- Italian theatrical release poster
- Directed by: Renato Polselli
- Screenplay by: Renato Polselli; Giuseppe Pellegrini; Ernesto Gastaldi;
- Story by: Renato Polselli; Giuseppe Pellegrini; Ernesto Gastaldi;
- Produced by: Bruno Bolognesi
- Starring: Hélène Rémy; Tina Gloriani; Walter Brandi; Maria Luisa Rolando; Isarco Ravaioli;
- Cinematography: Angelo Baistrocchi
- Edited by: Renato Cinquini
- Music by: Aldo Piga
- Production company: Consorzio Italiano Films
- Distributed by: Rome International Films
- Release date: May 23, 1960 (Italy);
- Running time: 83 minutes
- Country: Italy
- Language: Italian
- Box office: ₤98 million

= The Vampire and the Ballerina =

1960 Italian film by Renato Polselli

The Vampire and the Ballerina (L'amante del vampiro) is a 1960 Italian horror film directed and co-written by Renato Polselli.
The movie is about an adventure of two beautiful dancers and their two male friends in an old spooky castle where a beautiful female vampire and a male vampire dwell.

==Plot ==
A group of beautiful dancers reside in a house and practice dance there. Two of the dancers Luisa and Francesca along with a male friend Luca went to a spooky abandoned castle only to find that a man and a woman live there. In reality both the man and the woman known as Countess Alda are vampires. What happens to them forms the plot of the movie.

==Cast ==
- Hélène Rémy as Luisa
- Walter Brandi as Herman
- Maria Luisa Rolando as Countess Alda
- Pier Ugo Gragnani as Professor
- Tina Gloriani as Francesca
- Isarco Ravaioli as Luca
- Gino Turini as Giorgio

==Production==
The film's story and screenplay were written by director Renato Polselli and screenplay authors Giuseppe Pellegrini and Ernesto Gastaldi. The original screenplay for the film was written by Giampaolo Callegaris. Ernesto Gastaldi described the script as "rather canine", and wrote a new one with director Renato Polselli. Gastaldi felt the script was no different than any others he had worked on, with the only new element being vampires. Gastaldi commented that since Dracula starring Christopher Lee had been such a big hit in Italy, producers and distributors were eager to make their own vampire films.

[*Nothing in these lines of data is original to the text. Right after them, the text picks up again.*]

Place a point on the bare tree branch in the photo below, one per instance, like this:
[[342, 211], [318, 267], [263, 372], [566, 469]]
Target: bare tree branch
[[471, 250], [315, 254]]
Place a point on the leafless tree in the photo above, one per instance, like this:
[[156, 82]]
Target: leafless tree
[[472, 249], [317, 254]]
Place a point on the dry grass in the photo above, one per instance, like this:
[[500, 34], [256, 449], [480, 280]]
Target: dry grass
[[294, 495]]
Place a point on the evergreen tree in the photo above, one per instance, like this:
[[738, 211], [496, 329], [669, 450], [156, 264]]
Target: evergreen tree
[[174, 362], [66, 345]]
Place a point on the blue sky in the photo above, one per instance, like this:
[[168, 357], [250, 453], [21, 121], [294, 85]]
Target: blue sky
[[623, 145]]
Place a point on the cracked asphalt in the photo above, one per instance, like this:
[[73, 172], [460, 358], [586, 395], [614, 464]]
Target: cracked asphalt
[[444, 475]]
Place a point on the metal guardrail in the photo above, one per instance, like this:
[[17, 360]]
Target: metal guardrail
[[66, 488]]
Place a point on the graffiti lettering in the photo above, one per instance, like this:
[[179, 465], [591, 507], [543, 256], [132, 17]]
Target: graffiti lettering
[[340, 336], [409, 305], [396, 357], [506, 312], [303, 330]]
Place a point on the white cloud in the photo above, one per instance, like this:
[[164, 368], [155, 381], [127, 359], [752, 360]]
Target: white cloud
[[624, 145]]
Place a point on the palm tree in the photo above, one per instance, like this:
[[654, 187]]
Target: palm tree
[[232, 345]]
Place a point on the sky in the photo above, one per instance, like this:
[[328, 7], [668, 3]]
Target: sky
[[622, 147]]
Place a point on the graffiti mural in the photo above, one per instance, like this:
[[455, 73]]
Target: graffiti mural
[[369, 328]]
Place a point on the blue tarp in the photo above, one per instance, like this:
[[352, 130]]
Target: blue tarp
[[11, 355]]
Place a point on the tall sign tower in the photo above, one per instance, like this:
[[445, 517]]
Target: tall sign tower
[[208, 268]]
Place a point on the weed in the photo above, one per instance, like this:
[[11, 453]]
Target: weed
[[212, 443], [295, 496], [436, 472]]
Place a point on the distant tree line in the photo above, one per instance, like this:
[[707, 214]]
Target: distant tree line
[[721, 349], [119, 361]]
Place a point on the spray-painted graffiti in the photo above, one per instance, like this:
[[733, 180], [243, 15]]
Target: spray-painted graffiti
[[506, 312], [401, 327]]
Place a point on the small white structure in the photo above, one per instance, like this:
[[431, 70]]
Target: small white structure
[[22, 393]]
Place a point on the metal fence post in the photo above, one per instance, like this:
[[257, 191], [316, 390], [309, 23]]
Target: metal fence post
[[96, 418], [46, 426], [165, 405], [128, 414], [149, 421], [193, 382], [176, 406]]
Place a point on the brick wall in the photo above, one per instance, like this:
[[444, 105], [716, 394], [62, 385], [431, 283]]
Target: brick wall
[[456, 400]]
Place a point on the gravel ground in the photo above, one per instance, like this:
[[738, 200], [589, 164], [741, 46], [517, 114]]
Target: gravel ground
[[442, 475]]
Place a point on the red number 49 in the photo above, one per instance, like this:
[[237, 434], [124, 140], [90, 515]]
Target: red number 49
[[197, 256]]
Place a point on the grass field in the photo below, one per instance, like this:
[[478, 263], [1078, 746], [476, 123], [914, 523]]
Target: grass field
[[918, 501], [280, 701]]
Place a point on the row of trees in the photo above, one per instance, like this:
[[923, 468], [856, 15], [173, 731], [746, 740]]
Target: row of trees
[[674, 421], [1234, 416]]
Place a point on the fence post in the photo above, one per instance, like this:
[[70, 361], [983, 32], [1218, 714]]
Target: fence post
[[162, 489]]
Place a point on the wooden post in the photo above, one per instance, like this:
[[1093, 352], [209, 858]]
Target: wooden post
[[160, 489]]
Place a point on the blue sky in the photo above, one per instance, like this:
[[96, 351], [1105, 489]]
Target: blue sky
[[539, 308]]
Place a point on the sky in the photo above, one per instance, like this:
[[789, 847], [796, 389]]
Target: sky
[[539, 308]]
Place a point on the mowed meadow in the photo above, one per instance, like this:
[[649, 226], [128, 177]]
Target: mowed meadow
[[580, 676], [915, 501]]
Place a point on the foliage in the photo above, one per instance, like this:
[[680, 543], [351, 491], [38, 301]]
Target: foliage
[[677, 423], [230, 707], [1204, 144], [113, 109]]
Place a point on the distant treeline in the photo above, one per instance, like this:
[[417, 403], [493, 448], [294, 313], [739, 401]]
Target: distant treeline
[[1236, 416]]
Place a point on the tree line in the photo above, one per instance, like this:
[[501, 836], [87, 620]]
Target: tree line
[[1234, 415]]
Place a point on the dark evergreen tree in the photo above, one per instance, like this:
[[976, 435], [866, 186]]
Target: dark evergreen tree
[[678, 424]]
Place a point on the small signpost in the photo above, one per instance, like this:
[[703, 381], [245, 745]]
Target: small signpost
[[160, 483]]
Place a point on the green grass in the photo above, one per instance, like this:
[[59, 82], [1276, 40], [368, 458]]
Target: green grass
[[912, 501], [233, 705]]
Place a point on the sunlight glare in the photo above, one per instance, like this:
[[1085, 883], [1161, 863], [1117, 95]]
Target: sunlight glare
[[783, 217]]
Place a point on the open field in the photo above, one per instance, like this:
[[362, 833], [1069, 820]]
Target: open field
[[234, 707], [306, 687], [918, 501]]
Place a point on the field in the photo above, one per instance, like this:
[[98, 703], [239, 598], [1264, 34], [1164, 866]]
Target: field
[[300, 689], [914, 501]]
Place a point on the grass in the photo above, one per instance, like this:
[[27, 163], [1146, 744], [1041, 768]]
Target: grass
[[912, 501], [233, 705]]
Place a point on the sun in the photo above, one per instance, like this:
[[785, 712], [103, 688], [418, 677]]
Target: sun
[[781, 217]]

Gastaldi recalled the casting for the film involved Gino Turini, who put in part of the money for the film, and Hélène Rémy as the film was originally going to be a co-production deal with France. Gastaldi also noted that the casting of Tina Gloriani was due to her being the director's lover at the time.

The film was shot at the castle of Artena in later 1959 in three weeks. Renato Polselli has claimed that the skeletons in the vampire’s crypt scenes were real skeletons. The shot of the vampire's face deteriorating was a homemade special effect. Polselli stated that the case was made with plaster, followed by the make-up artist molding an adhesive rubber mask over it with a layer of ash between the plastic and rubber. “We made a face cast with plaster, then the make-up artist and I molded an adhesive rubber mask over it. Our trick was to put a layer of ash between the plaster and the rubber."

==Release==
The Vampire and the Ballerina was released in Italy on May 23, 1960 where it was distributed by Rome International Films. The film grossed a total of 98 million Italian lire on its theatrical run. The film was published as a photonovel in the March 1962 issue of Malia - I fotoromanzi del brivido. The film was shown in Los Angeles on October 31, 1962.

Italian censors gave The Vampire and the Ballerina a V.M. 16 rating, making it "forbidden to those under 16 years old". The censors demanded that all close-ups of the vampire's face be cut and that the final melting of the vampires be shortened. Months after the censors demands were sent, the producer submitted a new version of the film which passed with a V.M. 16 rating and no cuts.

The film has been released for home viewing by Amazon Instant Video and on an English-friendly DVD by NoShame in Italy.

Scream Factory released the film on Blu-ray for the first time in the U.S. on May 22, 2018 with a new high definition transfer of the film sourced from the last surviving film elements.

==Legacy==
In his book Italian Horror Film Directors, Louis Paul described the film as "an important footnote in the history of Italian horror for being among the first films to blatantly mix sex and horror", and noted it strongly influenced European horror cinema, including late 1960s Hammer productions.